Grant Gregory

No. 13
- Position: Quarterback

Personal information
- Born: March 10, 1986 (age 39) West Point, New York, U.S.
- Height: 6 ft 1 in (1.85 m)
- Weight: 205 lb (93 kg)

Career information
- High school: Athens (The Plains, Ohio)
- College: Indiana (2004); South Florida (2005–2008); Kansas State (2009);
- NFL draft: 2010: undrafted

Career history
- Tampa Bay Storm (2011);

Career Arena League statistics
- Comp. / Att.: 97 / 153
- Passing yards: 1,025
- TD–INT: 20–7
- Passer rating: 96.45
- Rushing touchdowns: 2
- Stats at ArenaFan.com

= Grant Gregory =

American football player (born 1986)

Grant Gregory (born March 10, 1986) is an American former football quarterback.

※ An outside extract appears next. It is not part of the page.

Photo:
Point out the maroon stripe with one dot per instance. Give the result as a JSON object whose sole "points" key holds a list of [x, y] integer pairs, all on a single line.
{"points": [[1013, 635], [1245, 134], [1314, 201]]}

He was the starting quarterback for the 2009 Kansas State Wildcats football team. He took over the starting position in the middle of the 2009 season from Carson Coffman.

==Personal==
His father, Greg, was on the football staff at Army. He earned his bachelor's degree from South Florida on December 15, 2007 and is currently working on his master's degree at Kansas State.

==High school career==
Gregory was named to the Division III All-Ohio squad by Ohio Prep Scene and also was named first team All-Ohio in Division III by the Associated Press and the Ohio Football Coaches Association. He earned a spot in Big 33 All-Star Game, a prestigious event between Ohio and Pennsylvania where he threw an 82-yard TD pass in that game to the San Francisco 49ers’ Ted Ginn Jr. He threw for 2,085 yards as a senior, completing 115 of 214 attempts and threw for 22 touchdowns. While playing safety, he had 66 tackles and three interceptions on defense. Gregory was a three-time all-league and all-district and the county MVP as a senior where he was selected to play in prestigious Ohio North-South All-Star Game and earned South Offensive Player of the Game honors, completing eight of 14 passes for 202 yards and two touchdowns. He also played baseball and basketball and was a three-sport captain as a senior. He was a .350 career hitter in baseball where he played center field, shortstop and pitcher. He was a three-time all-league and two-time all-county in baseball.

==College career==
Gregory initially signed on to play at Indiana where redshirted his freshman year. In 2005, Gregory transferred to South Florida and sat out due to transfer rules. He saw some back up duty in 2006, 2007 and 2008. In 2009, Gregory transferred, this time to Kansas State where he soon took over the starting position from Carson Coffman.

== Professional career==
In 2011, Gregory was signed as a quarterback for the Tampa Bay Storm of the Arena Football League. In their first game of the regular season, their running back was injured. Gregory replaced him to rush for two touchdowns in a 46-40 win over the New Orleans VooDoo.